Wenn Lanier bei Konferenzen auf der Bühne steht, spielt er die Rolle der Digital-Kassandra denkbar eindrücklich. Schon äußerlich hat der 54-Jährige wenig mit den Start-up-Millionären in spe zu tun, die bei Digitalfestivals auf Investorensuche sind. Er ist ein riesiger Mann mit Dreadlocks, die ihm bis über das T-Shirt hängen. Und statt der Powerpoint-Fernbedienung nimmt er bei seinen Auftritten als Erstes eine Khene, eine Esraj oder ein anderes obskures Instrument zur Hand - und entlockt ihm eine schüchterne Improvisation. Dass während dieser Einlagen niemand den Saal verlässt, liegt weniger am Niveau von Laniers Spiel - er hat mit Philip Glass, Ornette Coleman, Terry Riley und anderen Avantgardisten gespielt - sondern an seinem Status in der Netzwelt. Lanier mag den weisen Narr spielen, doch in Wahrheit ist er viel tiefer mit der digitalen Kultur vertraut als die Braven, Begabten und Cleveren, die heute die Tech-Branche anführen.

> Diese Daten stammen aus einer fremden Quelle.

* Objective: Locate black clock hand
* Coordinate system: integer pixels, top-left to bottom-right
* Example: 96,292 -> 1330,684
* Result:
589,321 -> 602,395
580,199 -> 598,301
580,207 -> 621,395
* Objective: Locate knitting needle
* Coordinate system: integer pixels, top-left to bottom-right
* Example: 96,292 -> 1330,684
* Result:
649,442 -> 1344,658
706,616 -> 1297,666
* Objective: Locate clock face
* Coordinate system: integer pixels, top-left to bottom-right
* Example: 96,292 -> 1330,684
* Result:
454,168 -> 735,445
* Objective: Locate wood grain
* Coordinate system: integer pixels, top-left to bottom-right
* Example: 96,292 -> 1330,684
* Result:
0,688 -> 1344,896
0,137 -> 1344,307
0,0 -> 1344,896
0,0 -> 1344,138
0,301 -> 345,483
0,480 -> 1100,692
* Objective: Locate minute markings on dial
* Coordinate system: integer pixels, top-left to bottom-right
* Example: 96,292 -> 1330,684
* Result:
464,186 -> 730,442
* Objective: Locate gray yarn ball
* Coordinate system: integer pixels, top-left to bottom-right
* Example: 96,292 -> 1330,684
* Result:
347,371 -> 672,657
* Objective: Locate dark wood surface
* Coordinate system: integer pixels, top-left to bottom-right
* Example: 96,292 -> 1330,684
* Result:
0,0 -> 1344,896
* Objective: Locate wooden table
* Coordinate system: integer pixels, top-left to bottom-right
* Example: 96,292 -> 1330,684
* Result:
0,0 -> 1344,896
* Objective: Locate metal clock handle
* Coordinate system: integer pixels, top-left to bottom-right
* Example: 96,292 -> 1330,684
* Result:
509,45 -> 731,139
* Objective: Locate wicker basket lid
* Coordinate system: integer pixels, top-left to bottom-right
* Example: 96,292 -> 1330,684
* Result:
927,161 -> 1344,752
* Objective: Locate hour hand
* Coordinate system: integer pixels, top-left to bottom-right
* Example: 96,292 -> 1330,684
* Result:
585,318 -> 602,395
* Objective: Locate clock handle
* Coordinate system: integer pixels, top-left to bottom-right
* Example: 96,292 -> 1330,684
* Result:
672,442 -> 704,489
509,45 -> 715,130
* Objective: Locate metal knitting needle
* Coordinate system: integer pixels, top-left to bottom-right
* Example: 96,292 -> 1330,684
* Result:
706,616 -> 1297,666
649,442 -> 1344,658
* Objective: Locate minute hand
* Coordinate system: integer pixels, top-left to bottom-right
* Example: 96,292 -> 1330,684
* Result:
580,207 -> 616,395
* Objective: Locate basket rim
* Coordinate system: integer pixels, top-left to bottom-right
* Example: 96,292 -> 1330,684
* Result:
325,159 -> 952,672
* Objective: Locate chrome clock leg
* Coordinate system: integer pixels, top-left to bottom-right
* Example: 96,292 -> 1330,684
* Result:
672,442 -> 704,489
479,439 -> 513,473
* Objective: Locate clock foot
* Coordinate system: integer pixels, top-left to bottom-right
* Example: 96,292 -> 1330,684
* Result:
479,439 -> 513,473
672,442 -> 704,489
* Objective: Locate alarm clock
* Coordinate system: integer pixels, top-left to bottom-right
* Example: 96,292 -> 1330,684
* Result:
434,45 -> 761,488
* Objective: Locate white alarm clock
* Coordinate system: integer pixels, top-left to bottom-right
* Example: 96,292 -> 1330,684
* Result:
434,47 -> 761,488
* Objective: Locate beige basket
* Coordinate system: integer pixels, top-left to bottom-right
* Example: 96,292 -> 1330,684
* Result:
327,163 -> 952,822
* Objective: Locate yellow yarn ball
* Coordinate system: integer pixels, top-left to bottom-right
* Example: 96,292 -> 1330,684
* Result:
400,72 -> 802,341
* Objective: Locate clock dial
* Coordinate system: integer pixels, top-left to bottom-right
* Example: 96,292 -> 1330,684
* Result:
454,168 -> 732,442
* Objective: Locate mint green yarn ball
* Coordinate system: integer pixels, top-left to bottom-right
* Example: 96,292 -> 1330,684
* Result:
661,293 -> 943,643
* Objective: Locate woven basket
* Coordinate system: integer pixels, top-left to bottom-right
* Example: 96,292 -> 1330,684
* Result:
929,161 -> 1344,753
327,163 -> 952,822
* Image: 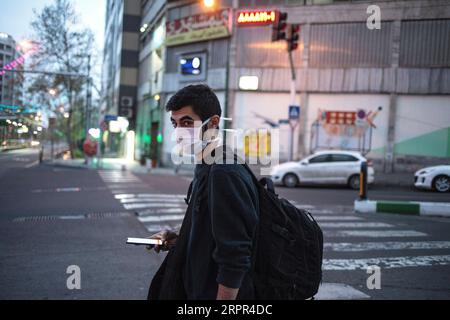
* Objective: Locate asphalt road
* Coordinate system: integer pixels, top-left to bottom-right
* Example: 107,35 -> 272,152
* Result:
0,150 -> 450,299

Viele Größen kamen aus den Mittelklasse-Suburbs. Lanier nicht.

Lanier trennen von diesen auch biografisch Welten. Die meisten von ihnen wuchsen sorglos in Mittelklasse-Suburbs auf, in großen Häusern mit großen Garagen und Platz zum Basteln. Die Laniers hatten keine Garage. Zeitweise hatten sie nicht einmal ein Haus. Seine Mutter, die Künstlerin war, stammte aus Wien und emigrierte nach ihrer Befreiung aus dem KZ in die USA. Sein Vater, ebenfalls Jude, war vor den Pogromen aus der Ukraine geflohen. Lanier kam 1960 in New York auf die Welt. Bald darauf zog die Familie nach El Paso. Lanier besuchte eine Schule auf der anderen Seite der mexikanischen Grenze, in Ciudad Juárez, nachmittags übte er auf dem Steinway oder sah sich Kunstbände an. "Schokolade essen, Bach hören und Bilder von Hieronymus Bosch ansehen: Das war für mich das Größte", erzählte er dem New Yorker. "Ich hatte keine Freunde."

Als Lanier zehn Jahre alt war, starb seine Mutter bei einem Unfall. Er wurde schwer krank und verbrachte ein Jahr im Krankenhaus. Bevor er entlassen wurde, brannte das Haus der Familie ab. Inspiriert von den Buckminster-Fuller-Kuppeln entwarf Lanier ein neues. Doch weil kein Geld da war, zog sich der Bau über Jahre hin. Mit seinem Vater lebte er währenddessen in einem Zelt. Laniers erster Freund wurde der Astrophysiker Clyde Tombaugh, der 1930 den Zwergplaneten Pluto entdeckt hatte. Er lernte ihn an der New Mexico State University kennen, wo er mit 13 ein Mathematikstudium aufnahm und programmieren lernte.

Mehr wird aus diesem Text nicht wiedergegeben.